No dia aprazado, às dezoito horas, ruma­mos, em grupo, sob a direção da irmã Zélia, para tomar parte na preparação do recinto, para as operações mediúnicas da noite.

Àquela hora a azáfama era grande. Enti­dades laboriosas, postadas à entrada da sala, guardavam o recinto, defendendo-o da incursão dos Espíritos mal intencionados.

Uma estranha muralha, com dois palmos aproxi­madamente de espessura, circundava o recinto e, ante a minha admiração íntima, a Benfeitora esclare­ceu tratar-se de construção fluídica para defesa da Casa. No interior, Espíritos familiares desdobravam-se em cuidados meticulosos, desde a assepsia men­tal do recinto, até a colocação de aparelhagem com­plicada, em várias posições.

As dezenove horas, começaram a chegar as pri­meiras almas sofredoras e atribuladas no nosso pla­no, que se juntavam às que se encontravam no recin­to, desde a véspera. A princípio, aparentemente a sós, depois, em grupos, confabulando, inquietas, mergu­lhadas nos mais mesquinhos problemas que se lhes afiguravam importantes, eram conduzidas a lugares adredemente reservados. Outros vinham assistidos por enfermeiros de brancas vestes, amparados cor­dialmente e colocados em leitos, como nas Enferma­rias da Terra.

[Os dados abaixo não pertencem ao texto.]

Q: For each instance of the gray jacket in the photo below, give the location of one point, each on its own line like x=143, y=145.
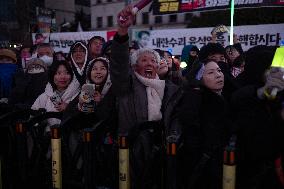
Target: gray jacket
x=132, y=97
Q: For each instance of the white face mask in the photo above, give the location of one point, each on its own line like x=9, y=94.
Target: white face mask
x=47, y=60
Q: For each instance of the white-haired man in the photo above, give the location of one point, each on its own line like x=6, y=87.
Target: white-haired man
x=145, y=104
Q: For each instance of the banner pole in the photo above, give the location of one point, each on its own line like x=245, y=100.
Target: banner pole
x=232, y=22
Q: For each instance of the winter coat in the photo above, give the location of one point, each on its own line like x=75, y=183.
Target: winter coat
x=206, y=131
x=27, y=87
x=260, y=136
x=133, y=116
x=80, y=74
x=44, y=100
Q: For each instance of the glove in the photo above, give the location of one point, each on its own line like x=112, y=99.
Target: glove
x=274, y=83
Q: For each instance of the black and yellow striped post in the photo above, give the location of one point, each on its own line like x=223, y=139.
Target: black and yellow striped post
x=229, y=166
x=1, y=186
x=21, y=151
x=56, y=157
x=124, y=175
x=88, y=159
x=171, y=181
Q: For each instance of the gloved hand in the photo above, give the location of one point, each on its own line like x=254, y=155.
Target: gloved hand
x=274, y=83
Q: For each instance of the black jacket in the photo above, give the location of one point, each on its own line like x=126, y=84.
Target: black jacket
x=260, y=135
x=206, y=131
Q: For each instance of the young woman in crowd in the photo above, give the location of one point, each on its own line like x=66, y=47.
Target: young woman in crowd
x=59, y=91
x=205, y=127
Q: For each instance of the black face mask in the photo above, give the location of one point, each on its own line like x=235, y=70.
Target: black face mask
x=191, y=59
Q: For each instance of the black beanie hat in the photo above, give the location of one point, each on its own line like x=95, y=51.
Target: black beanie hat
x=209, y=49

Uns traziam expressões de dor e inquietude, ge­mendo ou chorando, enquanto outros ostentavam semblantes de zombaria, gesticulando, arrogantes, embora o estado deplorável das vestes e da própria organização espiritual. Parecia não darem conta de si mesmos, aplicando o tesouro do tempo na ostenta­ção do orgulho e da crítica pertinaz. Religiosos mote­jadores, de aparência cruel, proferindo expressões rudes, não tiveram acesso à sala mediúnica, ficando à porta, coléricos, em atitudes lamentáveis. Alguns ficavam a certa distância, distinguindo as mãos ami­gas que os ajudavam, enquanto outros pareciam mui­to distantes, sem percepção nenhuma, sendo trazidos ao campo magnético dos trabalhos por inspira­ção irresistível dos seus tutores espirituais. Outros, ainda, alheados de tudo, apresentavam-se à vonta­de, constituindo o conjunto uma cena entristecedora e comovente.

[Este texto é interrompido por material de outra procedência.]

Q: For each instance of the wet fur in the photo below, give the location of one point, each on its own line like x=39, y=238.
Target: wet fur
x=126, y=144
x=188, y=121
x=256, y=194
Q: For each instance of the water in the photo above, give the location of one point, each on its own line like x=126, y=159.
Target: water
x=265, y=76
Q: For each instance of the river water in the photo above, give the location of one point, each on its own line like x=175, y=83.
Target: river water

Começavam a chegar os primeiros encarnados. Orientadas pela Benfeitora, verifiquei que alguns encarnados chegavam seguidos por grande número de Espíritos vulgares e viciosos, que ficavam fora das defesas magnéticas, sem as poderem atravessar com os seus tutelados habituais.

— Aguardarão suas vítimas — informou a Instruto­ra —, depois que se deslocarem da reunião. Muitos companheiros que vêm à sessão, logo que se afas­tam dos elos magnéticos da prece e do entendimen­to, no templo, retornam aos problemas mentais, semi-hipnotizados como vivem pelos obsessores que os seguem transmitindo errôneas idéias e hipóteses fal­sas, até que se lhes esgotam as precárias energias defensivas que conseguiram armazenar no serviço, retornando, de mãos vazias, aos braços dos vampi­ros com os quais sintonizam.

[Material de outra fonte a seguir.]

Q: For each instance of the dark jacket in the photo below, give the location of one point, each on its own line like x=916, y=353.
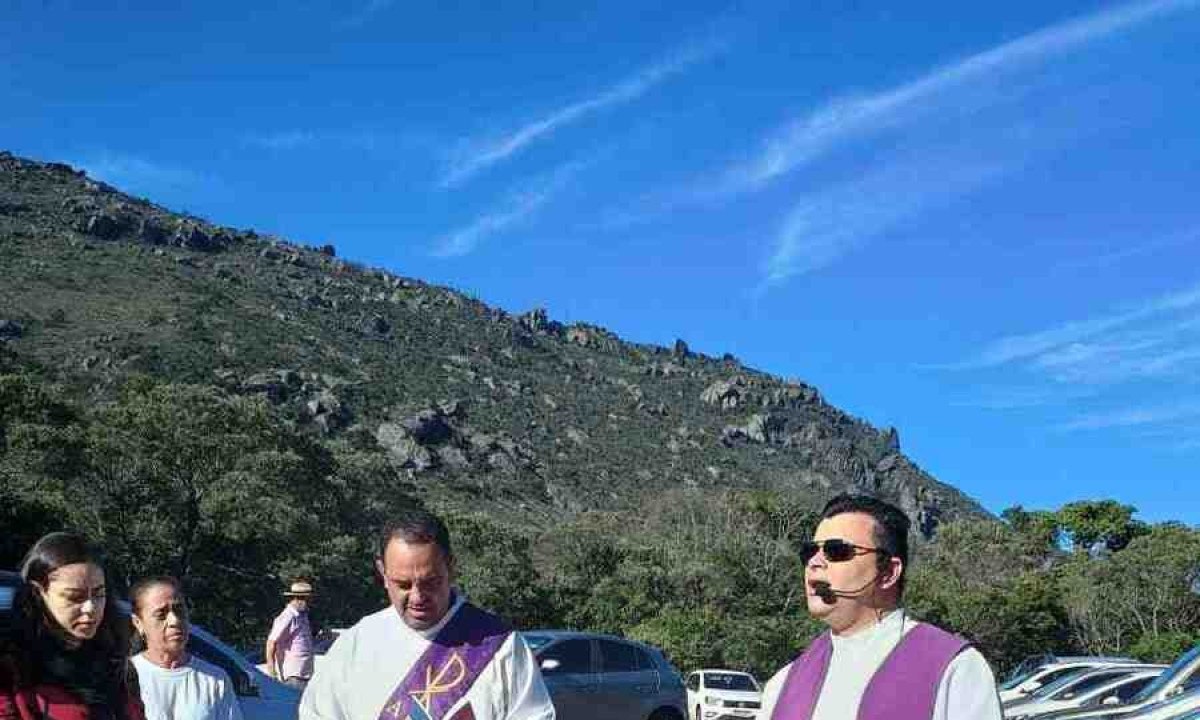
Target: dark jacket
x=22, y=700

“Alguns — prosseguiu, penalizada —, embora liber­tados momentaneamente das expressões obsiden­tes, penetram o recinto, com desrespeito e indiferen­ça, entregando-se, durante o trabalho, ao sono repro­chável, resultante da intoxicação mental de que são portadores, ou se deixam conduzir pelos pensamen­tos habituais, refazendo as ligações mentais e amea­çando o serviço venerando, pela possibilidade de in­vasão intempestiva dos seus algozes revoltados, constrangidos, na retaguarda, e que, destarte, encon­tram brechas no conjunto que deve ser protegido e defendido por todos.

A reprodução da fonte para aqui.